Abstract:
Recently, we have predicted a two-dimensional
(2D) material named pentagraphyne (PG-yne); due to its
intriguing properties, it is proposed for a wide range of applications.
In this work, we have explored the potentiality of PG-yne as an
anode material for Li/Na ion batteries using the density functional
theory. Its differential adsorption energy suggests that maximal
eight Li/Na ions can be accommodated over the PG-yne surface.
We have obtained a high theoretical capacitance of 680 mAh g−1
for Li/Na ions adsorbed on PG-yne. The reported theoretical
capacitance of PG-yne as an anode material in lithium-ion batteries
(LIBs) is moderately higher than that of previously reported 2D
anode materials, whereas PG-yne for NIB application has a
significantly higher capacitance than that of several previously studied anode materials.
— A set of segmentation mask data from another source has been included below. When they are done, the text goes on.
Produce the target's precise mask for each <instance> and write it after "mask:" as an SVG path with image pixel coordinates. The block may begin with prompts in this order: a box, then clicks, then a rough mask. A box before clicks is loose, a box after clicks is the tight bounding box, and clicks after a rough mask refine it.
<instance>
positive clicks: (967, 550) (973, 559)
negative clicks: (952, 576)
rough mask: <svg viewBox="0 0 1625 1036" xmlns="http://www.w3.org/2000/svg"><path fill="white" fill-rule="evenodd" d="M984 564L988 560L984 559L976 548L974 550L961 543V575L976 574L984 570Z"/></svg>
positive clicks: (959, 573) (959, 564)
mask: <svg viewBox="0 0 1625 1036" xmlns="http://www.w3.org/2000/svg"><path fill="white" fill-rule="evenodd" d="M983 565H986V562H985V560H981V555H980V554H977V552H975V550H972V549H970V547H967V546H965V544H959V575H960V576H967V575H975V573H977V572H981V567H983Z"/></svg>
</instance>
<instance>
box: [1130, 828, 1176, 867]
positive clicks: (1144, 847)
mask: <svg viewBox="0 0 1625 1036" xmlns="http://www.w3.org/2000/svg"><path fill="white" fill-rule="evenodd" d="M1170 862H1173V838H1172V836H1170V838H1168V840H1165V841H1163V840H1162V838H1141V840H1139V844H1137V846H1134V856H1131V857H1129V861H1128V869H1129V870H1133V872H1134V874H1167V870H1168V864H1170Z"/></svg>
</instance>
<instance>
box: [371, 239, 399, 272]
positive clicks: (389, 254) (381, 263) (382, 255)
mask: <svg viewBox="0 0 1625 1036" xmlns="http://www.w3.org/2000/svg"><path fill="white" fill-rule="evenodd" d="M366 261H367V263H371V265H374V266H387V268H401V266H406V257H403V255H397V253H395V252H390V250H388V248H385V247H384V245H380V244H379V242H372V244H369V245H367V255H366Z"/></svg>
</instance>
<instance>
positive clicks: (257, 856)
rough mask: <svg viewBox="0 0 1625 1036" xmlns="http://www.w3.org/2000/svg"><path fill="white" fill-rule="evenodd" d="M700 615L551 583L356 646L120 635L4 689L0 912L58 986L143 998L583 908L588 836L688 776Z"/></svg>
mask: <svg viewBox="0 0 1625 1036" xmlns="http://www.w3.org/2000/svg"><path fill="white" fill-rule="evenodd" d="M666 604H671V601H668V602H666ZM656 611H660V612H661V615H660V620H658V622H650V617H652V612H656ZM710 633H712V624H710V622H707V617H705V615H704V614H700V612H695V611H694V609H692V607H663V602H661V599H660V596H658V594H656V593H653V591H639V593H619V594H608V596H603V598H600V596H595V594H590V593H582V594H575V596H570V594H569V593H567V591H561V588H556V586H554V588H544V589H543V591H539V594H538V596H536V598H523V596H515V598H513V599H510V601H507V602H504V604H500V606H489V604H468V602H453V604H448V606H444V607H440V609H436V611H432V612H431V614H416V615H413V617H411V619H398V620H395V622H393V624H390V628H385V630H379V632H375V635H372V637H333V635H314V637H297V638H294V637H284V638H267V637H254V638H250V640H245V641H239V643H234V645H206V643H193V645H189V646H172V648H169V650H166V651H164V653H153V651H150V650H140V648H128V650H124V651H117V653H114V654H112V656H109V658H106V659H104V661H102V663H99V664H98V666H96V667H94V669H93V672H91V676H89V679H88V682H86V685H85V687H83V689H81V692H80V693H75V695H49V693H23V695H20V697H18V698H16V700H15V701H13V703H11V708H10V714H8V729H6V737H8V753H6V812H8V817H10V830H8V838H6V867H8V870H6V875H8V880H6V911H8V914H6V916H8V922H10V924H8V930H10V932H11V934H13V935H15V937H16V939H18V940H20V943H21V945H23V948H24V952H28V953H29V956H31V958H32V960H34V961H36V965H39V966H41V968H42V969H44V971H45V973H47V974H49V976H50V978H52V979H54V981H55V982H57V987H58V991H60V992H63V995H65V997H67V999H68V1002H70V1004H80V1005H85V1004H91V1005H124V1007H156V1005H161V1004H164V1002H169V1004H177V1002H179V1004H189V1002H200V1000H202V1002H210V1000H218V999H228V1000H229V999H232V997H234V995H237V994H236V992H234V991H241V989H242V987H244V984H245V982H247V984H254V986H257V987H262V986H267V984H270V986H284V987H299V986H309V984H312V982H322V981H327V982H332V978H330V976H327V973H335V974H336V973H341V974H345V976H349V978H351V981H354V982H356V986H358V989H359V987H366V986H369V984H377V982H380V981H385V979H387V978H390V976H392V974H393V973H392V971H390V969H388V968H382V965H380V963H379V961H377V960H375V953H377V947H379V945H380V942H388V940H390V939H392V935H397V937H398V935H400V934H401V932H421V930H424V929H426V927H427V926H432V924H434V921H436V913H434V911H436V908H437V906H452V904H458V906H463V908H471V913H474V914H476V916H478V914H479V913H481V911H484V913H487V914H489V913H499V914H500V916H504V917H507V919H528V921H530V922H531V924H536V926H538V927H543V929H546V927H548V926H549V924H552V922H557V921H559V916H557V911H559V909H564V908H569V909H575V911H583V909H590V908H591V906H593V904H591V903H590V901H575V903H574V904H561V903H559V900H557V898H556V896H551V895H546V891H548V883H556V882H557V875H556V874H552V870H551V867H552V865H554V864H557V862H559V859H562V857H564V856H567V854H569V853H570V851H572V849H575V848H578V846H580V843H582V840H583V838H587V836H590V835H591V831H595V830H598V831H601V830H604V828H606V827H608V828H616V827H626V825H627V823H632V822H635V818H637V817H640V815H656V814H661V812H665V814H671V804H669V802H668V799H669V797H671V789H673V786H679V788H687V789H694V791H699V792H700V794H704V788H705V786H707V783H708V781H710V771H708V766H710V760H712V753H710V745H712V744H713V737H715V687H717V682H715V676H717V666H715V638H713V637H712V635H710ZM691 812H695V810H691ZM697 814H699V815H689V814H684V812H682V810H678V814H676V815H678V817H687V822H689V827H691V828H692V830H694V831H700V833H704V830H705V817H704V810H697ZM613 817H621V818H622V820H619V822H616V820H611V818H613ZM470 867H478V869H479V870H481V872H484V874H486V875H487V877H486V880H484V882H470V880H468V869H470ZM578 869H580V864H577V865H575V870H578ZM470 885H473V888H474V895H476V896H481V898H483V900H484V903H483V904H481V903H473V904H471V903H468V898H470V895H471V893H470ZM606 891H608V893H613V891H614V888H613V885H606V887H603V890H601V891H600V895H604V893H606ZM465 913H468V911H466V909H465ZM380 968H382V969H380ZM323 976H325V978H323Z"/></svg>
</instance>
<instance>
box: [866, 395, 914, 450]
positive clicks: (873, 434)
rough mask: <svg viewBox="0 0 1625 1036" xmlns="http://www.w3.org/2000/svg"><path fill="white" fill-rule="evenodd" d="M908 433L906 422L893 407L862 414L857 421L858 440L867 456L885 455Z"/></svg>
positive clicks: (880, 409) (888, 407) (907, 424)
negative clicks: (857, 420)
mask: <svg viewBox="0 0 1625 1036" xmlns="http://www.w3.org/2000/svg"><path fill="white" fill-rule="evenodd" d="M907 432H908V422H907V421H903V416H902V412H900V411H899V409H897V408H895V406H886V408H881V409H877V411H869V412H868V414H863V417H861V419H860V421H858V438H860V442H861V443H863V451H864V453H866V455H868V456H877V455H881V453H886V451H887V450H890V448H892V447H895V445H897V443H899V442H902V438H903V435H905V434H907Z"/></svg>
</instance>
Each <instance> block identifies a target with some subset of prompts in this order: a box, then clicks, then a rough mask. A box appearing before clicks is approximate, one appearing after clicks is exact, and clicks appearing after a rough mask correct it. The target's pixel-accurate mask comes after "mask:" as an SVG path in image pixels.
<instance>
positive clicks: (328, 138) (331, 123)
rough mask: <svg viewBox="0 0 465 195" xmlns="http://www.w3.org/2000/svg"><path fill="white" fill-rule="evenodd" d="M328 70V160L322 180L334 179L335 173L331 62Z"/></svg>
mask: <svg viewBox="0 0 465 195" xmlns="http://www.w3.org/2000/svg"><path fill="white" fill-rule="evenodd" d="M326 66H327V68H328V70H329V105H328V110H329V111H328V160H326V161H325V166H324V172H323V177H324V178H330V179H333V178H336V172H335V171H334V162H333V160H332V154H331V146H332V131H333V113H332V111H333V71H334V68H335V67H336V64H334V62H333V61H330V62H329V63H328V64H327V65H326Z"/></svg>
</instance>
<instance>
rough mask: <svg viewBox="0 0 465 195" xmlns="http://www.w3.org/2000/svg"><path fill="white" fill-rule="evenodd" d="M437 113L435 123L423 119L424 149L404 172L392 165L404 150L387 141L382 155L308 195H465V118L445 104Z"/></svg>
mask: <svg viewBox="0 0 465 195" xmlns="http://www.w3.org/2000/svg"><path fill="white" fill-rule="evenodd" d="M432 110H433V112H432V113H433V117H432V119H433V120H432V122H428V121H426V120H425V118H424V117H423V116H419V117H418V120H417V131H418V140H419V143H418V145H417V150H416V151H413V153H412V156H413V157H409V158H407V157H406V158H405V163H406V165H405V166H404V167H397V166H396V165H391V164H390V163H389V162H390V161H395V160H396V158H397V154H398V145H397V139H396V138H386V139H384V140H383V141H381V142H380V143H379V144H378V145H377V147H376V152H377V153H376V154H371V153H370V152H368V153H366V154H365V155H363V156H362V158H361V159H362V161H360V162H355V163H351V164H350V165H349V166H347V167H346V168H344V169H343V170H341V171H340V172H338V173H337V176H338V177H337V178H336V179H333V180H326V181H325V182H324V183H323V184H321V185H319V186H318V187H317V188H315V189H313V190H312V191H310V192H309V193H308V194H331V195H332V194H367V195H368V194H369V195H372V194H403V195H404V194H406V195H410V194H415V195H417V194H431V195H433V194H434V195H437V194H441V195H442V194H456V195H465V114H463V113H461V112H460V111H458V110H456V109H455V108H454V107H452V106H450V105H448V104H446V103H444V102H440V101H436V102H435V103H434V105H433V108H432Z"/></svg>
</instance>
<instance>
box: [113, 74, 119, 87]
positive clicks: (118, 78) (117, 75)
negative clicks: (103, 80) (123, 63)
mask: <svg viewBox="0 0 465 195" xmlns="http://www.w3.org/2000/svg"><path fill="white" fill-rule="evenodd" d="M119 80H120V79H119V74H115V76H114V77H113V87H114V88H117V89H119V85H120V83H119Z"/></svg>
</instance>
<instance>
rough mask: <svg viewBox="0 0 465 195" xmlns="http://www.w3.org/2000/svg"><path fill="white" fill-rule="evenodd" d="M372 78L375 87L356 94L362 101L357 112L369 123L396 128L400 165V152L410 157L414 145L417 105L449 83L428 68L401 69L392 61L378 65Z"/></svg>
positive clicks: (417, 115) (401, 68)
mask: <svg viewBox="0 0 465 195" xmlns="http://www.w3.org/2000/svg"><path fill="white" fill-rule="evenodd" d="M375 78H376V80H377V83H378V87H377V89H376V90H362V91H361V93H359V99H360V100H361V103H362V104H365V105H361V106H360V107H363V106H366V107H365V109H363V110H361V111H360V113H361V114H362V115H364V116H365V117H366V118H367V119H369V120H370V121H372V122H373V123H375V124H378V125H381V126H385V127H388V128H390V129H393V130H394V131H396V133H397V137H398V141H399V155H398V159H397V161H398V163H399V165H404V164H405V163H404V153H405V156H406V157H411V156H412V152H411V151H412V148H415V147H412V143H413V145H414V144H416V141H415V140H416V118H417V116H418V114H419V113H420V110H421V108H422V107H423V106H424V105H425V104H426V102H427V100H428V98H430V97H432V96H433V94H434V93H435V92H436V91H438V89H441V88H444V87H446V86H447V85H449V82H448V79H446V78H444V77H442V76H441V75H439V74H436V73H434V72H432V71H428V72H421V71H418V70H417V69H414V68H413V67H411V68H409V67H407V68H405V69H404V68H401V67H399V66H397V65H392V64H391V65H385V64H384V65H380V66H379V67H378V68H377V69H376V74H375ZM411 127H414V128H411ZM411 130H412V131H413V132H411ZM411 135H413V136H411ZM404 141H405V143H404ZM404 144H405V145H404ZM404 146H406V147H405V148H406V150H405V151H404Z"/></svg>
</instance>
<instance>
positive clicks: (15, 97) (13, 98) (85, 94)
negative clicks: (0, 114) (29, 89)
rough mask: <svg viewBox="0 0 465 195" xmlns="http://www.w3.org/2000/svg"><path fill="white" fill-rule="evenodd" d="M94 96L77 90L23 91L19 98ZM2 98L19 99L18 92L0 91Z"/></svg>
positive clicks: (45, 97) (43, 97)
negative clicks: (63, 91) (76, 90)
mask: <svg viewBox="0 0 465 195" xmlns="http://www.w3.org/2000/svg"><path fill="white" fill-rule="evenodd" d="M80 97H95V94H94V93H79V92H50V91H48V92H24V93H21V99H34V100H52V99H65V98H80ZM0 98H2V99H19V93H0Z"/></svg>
Moreover, the low open-circuit voltage along
with low diffusion barriers (≤0.50 eV) and much higher electronic conductivity after the adsorption of Li/Na ions again suggest its
applicability as an anode material. Further, the molecular transition rate study also confirms the faster diffusivity of Li/Na ions over
the PG-yne surface. The high storage capacity and faster diffusion of Li/Na ions adsorbed on PG-yne are mainly due to the
lightweight and unique atomic structure of PG-yne.